Todo ello, como se ve, no es de una originalidad excesiva. La metáfora de los locos a la fuerza, la de la antipsiquiatría, la de la presión de la sociedad, la de la salvación por el amor, resultan lugares comunes. Probablemente es un defecto de novel -digamos, de alguien que no ha tenido mucha ocasión de ver representado su propio teatro y de medir su pensamiento con la realidad- el querer abarcar una totalidad, el alcanzar una máxima trascendencia y revelar los secretos de la vida, de la muerte, de la locura o del amor basándose, no en una anécdota simple, sino en un gran total.
Donde se revela esta pobreza de texto es en la interpretación. Los actores se ven arrastrados al «tic», al truco del oficio, el lo lírico como en lo cómico; lo requiere el lugar común. Le pasa a Fernando Delgado -el mejor- en uno de sus parlamentos; arranca una ovación precisamente cuando utiliza el recurso. Cuando fallan esos recursos se nos ofrece la encarnación del personaje del médico del tren o el del doctor que practicó la eutanasia. La representación, en general, es mediana.

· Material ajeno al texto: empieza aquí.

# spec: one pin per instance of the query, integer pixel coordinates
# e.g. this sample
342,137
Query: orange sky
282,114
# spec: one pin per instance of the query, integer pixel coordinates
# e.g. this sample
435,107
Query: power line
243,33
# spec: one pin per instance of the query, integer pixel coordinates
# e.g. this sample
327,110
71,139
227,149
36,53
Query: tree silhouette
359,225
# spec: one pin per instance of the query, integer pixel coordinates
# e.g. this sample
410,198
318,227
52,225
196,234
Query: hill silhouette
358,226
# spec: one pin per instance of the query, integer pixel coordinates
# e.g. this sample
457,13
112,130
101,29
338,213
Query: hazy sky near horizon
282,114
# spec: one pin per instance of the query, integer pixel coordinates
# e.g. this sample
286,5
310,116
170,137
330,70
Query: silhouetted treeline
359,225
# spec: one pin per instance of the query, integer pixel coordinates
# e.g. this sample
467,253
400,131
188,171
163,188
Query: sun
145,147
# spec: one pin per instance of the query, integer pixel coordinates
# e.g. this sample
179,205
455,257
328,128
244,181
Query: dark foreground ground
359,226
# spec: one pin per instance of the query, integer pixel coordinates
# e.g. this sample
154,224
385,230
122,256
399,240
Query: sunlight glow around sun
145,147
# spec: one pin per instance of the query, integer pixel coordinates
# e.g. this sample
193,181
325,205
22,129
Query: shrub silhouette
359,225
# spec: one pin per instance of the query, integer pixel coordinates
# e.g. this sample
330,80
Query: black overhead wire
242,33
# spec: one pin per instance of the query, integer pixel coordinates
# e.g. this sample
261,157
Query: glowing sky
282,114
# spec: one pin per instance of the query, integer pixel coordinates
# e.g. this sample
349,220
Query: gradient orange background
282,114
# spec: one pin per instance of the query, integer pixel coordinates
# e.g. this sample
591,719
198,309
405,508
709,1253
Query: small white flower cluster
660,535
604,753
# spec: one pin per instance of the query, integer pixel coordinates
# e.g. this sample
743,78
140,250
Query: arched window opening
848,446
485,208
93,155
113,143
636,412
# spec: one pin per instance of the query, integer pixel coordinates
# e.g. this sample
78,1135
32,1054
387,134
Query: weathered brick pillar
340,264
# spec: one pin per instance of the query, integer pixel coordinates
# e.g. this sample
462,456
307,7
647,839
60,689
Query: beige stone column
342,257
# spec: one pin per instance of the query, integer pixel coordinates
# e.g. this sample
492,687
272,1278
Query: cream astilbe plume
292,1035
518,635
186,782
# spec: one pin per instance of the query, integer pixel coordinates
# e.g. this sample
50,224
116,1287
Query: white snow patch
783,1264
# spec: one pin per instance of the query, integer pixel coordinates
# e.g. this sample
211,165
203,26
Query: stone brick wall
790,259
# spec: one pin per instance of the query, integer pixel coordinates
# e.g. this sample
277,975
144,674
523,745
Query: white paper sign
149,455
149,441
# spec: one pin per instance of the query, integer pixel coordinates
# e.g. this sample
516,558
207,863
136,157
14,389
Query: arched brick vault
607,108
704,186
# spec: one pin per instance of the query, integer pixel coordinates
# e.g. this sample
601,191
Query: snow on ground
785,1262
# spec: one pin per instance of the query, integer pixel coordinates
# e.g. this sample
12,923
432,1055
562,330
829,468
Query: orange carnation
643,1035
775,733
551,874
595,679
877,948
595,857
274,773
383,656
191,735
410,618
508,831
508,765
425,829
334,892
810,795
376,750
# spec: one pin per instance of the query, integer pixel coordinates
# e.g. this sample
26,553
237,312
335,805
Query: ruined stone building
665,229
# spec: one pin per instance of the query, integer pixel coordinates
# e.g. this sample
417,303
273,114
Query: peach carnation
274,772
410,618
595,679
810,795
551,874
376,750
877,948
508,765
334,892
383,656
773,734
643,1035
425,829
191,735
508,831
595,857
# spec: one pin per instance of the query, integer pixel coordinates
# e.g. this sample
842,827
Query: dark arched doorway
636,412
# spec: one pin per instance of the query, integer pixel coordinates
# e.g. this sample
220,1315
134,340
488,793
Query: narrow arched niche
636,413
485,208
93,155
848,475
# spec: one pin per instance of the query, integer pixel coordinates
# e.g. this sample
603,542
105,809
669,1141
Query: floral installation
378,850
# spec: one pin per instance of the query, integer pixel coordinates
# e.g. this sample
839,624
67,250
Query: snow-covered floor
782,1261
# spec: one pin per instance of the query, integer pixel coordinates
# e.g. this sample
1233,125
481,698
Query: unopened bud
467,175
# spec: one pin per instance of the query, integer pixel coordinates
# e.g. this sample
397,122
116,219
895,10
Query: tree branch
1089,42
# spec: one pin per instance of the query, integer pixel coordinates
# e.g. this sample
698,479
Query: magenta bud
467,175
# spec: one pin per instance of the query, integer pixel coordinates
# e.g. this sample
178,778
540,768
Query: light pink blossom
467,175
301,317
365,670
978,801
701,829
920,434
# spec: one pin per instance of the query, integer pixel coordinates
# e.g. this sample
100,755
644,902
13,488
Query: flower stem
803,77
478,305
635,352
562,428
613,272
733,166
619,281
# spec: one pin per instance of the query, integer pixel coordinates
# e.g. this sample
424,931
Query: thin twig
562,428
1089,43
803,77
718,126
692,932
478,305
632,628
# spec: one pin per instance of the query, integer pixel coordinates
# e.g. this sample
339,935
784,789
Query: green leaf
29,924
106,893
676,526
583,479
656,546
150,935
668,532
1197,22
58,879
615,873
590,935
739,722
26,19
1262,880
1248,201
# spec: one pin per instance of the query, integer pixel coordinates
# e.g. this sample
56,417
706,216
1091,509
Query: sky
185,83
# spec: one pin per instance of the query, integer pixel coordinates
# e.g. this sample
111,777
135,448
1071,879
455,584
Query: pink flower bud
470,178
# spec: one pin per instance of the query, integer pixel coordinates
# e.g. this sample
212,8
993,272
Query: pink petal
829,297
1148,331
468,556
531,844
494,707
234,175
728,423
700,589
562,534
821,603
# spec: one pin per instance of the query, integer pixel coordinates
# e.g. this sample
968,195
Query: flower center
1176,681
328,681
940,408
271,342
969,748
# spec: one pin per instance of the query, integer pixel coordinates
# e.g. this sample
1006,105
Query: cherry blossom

La escenografía, en cambio, es excelente. Siempre con esa tendencia moderna a exagerar el protagonismo, pero cubriendo muy adecuadamente la sensación de enigma y angustia del viaje. El aprovechamiento de un escenario difícil se ha realizado con inteligencia por Javier Navarro, ayudado por la iluminación diseñada por José Luis Rodríguez.
La dirección de Willian Layton es acertada en cuanto al concepto general de la obra, el difícil cambio de situaciones y de movimiento de los personajes. Un trabajo muy difícil y muy bien conseguido. Menos feliz resulta su dirección de actores, sobre todo en la falta de hallazgo de los tonos.
Al público le gustó todo. Los estrenos del TEC suelen producir estos entusiasmos. Se aplaudieron varios momentos y el final.